The National Women’s Soccer League (NWSL) on Thursday unveiled a deal with ESPN to broadcast the remainder of its 2019 season. The NWSL had been without a broadcast partner since the premature termination of its contract with A&E Networks back in February.
Under the agreement, ESPN will broadcast the National Women’s Soccer League (NWSL) 2019 season, which is currently at its halfway point. The deal covers broadcast rights for 14 games total in 2019 — eight of which will air on ESPN News, and six others, including two league semifinal games and the championship, on ESPN2.
The first game will air July 14 on ESPN News, between Portland and Orlando.
Deal Signed During Women’s Soccer High
For ESPN, the timing probably made it an easy decision. During this year’s FIFA Women’s World Cup, a number of NWSL players — Megan Rapinoe, Alex Morgan and Carli Llyod — have excelled. Also, television ratings for the Women’s World Cup have been outstanding.
Fox Sports scored over seven million viewers for Team USA’s semifinal victory over England. Prior to the quarter finals, Fox and FS1 viewership was up 11 percent over 2015’s World Cup and was more than double the 2011’s World Cup audience.
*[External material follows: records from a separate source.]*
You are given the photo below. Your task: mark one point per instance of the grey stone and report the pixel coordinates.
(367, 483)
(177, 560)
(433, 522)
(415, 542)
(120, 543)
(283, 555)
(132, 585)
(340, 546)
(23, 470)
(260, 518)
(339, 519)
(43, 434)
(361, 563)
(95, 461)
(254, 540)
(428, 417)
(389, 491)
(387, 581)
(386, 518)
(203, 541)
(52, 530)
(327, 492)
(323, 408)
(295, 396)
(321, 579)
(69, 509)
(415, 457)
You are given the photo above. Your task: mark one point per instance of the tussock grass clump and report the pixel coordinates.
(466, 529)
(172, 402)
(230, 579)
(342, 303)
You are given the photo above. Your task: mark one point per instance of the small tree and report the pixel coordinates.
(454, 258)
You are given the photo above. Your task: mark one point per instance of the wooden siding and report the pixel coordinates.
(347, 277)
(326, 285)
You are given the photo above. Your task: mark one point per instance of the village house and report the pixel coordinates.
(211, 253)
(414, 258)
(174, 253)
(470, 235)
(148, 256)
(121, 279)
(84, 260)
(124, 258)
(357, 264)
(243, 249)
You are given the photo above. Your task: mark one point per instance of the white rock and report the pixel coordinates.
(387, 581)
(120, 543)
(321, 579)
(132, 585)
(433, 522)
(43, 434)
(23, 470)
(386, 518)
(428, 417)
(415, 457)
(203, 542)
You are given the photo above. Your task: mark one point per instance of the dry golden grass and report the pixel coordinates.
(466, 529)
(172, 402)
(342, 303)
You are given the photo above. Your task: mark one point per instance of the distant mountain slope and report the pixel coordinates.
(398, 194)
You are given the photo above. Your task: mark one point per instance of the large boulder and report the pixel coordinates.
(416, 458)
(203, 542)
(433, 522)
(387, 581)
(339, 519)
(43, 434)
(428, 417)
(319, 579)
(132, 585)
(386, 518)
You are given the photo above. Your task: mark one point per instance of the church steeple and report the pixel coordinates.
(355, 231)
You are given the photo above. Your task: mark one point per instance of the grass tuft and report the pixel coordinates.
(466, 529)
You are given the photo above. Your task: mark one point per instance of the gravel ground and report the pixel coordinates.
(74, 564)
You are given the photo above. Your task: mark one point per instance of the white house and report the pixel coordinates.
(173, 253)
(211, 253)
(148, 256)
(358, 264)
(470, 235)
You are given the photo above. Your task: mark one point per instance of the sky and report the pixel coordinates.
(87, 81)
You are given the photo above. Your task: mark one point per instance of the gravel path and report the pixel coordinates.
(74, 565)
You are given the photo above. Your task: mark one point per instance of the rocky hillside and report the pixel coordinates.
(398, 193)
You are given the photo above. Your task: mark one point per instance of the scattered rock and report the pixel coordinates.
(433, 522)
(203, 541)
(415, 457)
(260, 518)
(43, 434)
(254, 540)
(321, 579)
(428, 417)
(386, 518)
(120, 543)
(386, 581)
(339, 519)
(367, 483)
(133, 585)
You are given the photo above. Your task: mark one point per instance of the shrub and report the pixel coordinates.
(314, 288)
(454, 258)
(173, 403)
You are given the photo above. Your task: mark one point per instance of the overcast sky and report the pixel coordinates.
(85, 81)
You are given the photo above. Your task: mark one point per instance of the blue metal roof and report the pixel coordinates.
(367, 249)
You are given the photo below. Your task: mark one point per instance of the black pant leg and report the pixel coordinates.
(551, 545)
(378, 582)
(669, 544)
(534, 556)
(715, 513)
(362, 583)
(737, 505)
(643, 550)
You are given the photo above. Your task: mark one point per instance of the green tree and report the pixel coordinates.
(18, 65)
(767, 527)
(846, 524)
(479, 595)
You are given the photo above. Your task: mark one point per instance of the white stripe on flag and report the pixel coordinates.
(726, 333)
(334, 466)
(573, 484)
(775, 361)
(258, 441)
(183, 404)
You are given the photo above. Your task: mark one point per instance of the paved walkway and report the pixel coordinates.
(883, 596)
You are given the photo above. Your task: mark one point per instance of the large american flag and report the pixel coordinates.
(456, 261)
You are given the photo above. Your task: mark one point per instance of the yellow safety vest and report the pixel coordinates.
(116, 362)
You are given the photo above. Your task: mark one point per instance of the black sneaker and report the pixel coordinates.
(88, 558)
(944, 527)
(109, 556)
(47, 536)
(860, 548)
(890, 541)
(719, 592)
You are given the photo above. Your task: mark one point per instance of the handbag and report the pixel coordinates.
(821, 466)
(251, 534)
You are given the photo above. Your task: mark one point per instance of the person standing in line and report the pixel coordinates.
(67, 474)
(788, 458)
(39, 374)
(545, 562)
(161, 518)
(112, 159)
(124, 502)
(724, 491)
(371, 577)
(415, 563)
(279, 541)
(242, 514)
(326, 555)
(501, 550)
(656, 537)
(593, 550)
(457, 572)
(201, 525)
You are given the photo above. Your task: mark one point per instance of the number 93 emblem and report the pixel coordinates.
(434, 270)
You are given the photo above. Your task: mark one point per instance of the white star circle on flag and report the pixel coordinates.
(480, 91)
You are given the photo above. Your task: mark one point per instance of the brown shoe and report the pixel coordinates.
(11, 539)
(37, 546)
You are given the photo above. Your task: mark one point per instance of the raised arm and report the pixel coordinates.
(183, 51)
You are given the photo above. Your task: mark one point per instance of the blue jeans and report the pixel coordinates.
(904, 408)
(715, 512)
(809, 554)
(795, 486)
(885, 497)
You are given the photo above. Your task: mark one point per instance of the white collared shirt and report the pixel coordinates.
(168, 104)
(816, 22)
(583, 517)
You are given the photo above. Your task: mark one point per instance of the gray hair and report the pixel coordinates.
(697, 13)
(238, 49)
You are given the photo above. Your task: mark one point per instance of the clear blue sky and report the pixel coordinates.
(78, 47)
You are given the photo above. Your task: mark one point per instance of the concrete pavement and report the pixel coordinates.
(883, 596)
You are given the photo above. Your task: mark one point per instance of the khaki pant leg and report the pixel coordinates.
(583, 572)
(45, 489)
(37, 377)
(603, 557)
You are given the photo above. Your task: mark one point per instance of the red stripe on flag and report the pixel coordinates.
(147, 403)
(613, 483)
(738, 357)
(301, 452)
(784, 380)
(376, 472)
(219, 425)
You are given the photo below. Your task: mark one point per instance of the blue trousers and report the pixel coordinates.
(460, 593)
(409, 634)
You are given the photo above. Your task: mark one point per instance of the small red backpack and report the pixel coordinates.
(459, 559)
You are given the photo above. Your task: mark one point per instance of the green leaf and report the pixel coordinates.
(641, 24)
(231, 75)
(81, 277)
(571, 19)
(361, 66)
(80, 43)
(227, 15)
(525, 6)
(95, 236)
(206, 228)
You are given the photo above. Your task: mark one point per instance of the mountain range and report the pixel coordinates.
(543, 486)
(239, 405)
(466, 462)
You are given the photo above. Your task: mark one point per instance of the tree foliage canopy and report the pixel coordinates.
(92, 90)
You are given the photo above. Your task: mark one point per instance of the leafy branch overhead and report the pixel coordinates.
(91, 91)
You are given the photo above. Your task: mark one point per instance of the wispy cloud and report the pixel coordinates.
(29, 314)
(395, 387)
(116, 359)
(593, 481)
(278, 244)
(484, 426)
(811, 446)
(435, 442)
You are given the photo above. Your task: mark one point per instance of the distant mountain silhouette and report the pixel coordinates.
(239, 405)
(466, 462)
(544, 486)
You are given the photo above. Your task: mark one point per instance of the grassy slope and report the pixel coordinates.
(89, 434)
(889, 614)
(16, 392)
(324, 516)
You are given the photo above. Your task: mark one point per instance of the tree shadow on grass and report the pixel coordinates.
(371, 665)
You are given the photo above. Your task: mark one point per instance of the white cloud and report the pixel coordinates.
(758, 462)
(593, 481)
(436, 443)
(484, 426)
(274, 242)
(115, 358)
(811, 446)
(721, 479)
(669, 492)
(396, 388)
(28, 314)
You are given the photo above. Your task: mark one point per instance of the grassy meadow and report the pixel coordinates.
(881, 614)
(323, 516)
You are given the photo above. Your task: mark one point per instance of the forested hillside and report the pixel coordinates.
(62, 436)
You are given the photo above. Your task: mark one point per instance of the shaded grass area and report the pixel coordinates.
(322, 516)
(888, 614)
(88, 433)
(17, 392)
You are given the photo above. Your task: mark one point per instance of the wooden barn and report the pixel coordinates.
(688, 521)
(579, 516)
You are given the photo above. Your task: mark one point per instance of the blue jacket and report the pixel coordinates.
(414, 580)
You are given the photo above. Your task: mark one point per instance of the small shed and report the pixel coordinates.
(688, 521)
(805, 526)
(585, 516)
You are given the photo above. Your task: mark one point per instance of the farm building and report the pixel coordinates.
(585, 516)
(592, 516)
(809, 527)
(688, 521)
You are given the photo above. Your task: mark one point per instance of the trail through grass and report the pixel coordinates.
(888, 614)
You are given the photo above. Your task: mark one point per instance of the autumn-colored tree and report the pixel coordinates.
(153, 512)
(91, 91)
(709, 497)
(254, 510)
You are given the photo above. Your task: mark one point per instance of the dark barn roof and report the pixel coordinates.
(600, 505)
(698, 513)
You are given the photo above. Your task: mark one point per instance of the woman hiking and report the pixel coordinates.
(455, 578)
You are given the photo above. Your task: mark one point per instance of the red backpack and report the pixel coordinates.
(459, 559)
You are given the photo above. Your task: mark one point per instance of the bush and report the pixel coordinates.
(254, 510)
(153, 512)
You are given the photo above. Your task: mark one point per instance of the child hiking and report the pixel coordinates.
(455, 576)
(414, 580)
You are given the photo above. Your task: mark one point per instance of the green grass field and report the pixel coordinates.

Women’s soccer is riding high, even in the apparel sector. Nike and Fanatics both reported that this season’s sales of United States Women’s National Team (USWNT) jerseys have broken all soccer jersey sales records.
For the NWSL, however, the wait to partner with a sports broadcaster has been grueling.
Little and Late — but Still a Win
NWSL’s partnership with A&E Networks was bad on both sides of the equation. A&E had no other sports programming. The ratings were poor. And neither the network nor the league could find a winning promotional formula.
At the time of the termination, NWSL president Amanda Duffy told The Philadelphia Inquirer,
“We are in discussions with a few potential broadcasters for the 2019 season and seasons ahead. I’m excited and feel confident about the conversations that we’re already having for this season and beyond, and the next agreement will be centered around a longer-term agreement for the league.”
Before the 2019 season, it was rumored that the NWSL was in talks with NBC Sports. But that deal did not come to fruition. And this deal doesn’t take the NWSL beyond the 2019 season, which was obviously the goal.
ESPN’s caution is understandable. Networks have been burned by the promise of a loyal soccer fan base, only to see ratings fade without an Olympic or World Cup bump. And NWSL finally has a foot in the door with a sports network. Ultimately, ratings will dictate whether the two end up in a longer-term relationship.